El comentario del experto debe ser competente, riguroso, sobrio y bien comprensible. Y debe ofrecer al lector una perspectiva, un contexto: ¿es para tanto como dicen los autores del estudio o de la nota de prensa motivo de la noticia? ¿tiene tantas implicaciones? ¿el estudio replica o refuta un hallazgo anterior relevante? Parece sencillo y menor pero no lo es: actuar de experto exige conocimientos, ética y coraje. Flaco favor hacen a los lectores y a la calidad democrática los expertos y los medios de comunicación que no cumplen esas cualidades.
En ocasiones el recurso al experto parece o es perejil, ornamental, estético. Alguna vez el periodista que me ha llamado para que le comentase como experto un hecho o una noticia científica se ha reído cuando le he preguntado si quería un comentario en serio o solo me necesitaba como perejil para un plato ya cocinado. Se ha reído porque se trataba de lo segundo. Nada trágico.
A menudo con el comentario del experto el medio periodístico quiere dar autoridad o legitimidad a la noticia. Otras veces es lo contrario, busca relativizarla. O curarse en salud, no meter la pata, dar una cal y otra de arena. Y busca un experto que le dé lo que busca.
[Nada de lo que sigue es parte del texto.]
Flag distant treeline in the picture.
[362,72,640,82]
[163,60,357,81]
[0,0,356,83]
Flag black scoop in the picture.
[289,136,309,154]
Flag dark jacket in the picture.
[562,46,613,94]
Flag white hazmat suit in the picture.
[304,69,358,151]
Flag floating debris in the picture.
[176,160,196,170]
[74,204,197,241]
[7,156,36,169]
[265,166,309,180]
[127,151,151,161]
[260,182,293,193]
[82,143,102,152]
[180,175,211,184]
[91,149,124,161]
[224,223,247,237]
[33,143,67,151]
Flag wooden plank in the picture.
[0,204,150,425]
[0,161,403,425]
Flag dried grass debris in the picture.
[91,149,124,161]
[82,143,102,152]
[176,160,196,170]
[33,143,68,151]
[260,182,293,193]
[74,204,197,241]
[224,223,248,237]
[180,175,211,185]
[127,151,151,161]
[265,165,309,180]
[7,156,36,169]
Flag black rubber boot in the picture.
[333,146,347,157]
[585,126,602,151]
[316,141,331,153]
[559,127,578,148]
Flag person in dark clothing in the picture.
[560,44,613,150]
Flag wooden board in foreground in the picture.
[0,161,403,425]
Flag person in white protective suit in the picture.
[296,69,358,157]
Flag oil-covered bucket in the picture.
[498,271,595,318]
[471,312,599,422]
Todo ello resulta interesante para quienes creemos –o queremos creer– que el nivel periodístico, ético y científico del tratamiento mediático de los temas científicos es importante para la calidad de nuestra democracia y para nuestra calidad de vida. Un tratamiento que en los últimos lustros en España ha experimentado un notable cambio a mejor, en la prensa y en las redes (tan imbricadas, una y otras). Por supuesto, el cambio ha sido imperfecto, como ocurre con toda actividad humana socialmente significativa.
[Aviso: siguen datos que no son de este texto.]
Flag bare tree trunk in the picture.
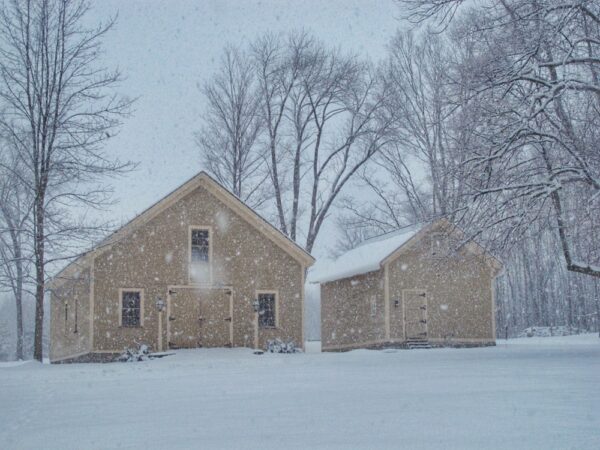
[33,193,46,362]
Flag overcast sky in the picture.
[89,0,400,256]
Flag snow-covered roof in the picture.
[309,224,424,283]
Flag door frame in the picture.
[402,289,429,341]
[167,284,234,347]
En medicina y en epidemiología, por ejemplo, no es sencillo sacar conclusiones sobre relaciones causa-efecto; así, sobre la eficacia de un tratamiento o sobre el riesgo que conlleva una exposición ambiental. Efectuar inferencias causales exige a menudo integrar conocimientos de varias especialidades y niveles de estudio (niveles microbiológicos, clínicos, sociales, ambientales). Una manera de hacerlo es escuchar cómo integran esos conocimientos quienes saben no de una sino de varias especialidades; o especialistas distintos. Es pues importante que el periodista pregunte a especialistas de otras especialidades, distintas de la del estudio que va a comentar; es útil que no sólo pregunte a los colegas, amigos o adversarios de los autores del estudio. Un buen especialista en Medicina Interna u otro buen médico clínico es casi siempre la mejor opción: a menudo podrá ofrecer un juicio ponderado sobre la posible relevancia clínica del hallazgo. ¿Será tan útil como dicen?
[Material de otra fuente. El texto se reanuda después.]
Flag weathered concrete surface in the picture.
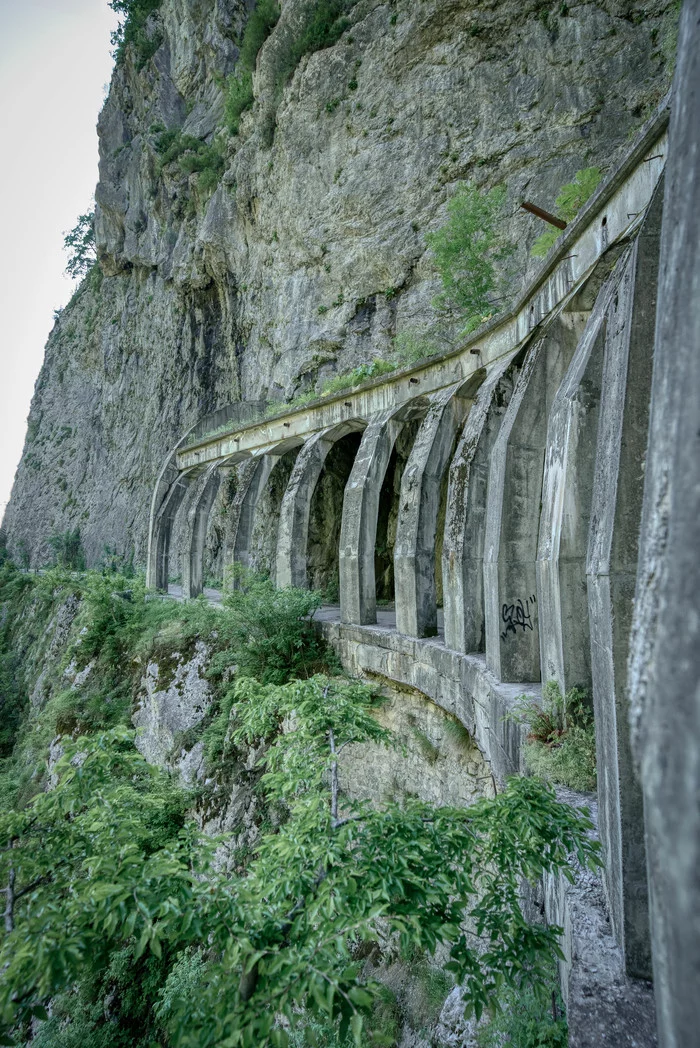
[182,466,222,598]
[276,422,364,587]
[394,386,471,637]
[322,620,658,1048]
[586,192,662,978]
[537,291,614,695]
[544,787,658,1048]
[442,354,515,652]
[338,411,402,625]
[484,313,582,681]
[630,2,700,1048]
Dar una perspectiva rigurosa sobre la posible utilidad clínica y poblacional del hallazgo es esencial para evitar falsas promesas, engaños, ansiedad, gasto injustificado. Pues el sosiego y la honestidad son esenciales para la calidad de vida, para la calidad mediática y democrática ¿no?
La presencia mediática de la ciencia no debe generar falsas expectativas sobre la utilidad clínica de un producto, ni falsas alarmas o seguridades sobre los riesgos ambientales que ha observado una investigación. Falsas para los pacientes, familiares, profesionales clínicos, Administración, ciudadanos en general y, por si fuera poco, falsas para la propia ciencia: científicamente falsas. Sí, ocurre. Cometen esos errores «expertos» incompetentes en medicina o en salud pública, por ejemplo; y personas competentes en ellas pero con sesgos o conflictos de intereses. Incluso expertos con reconocimiento científico internacional.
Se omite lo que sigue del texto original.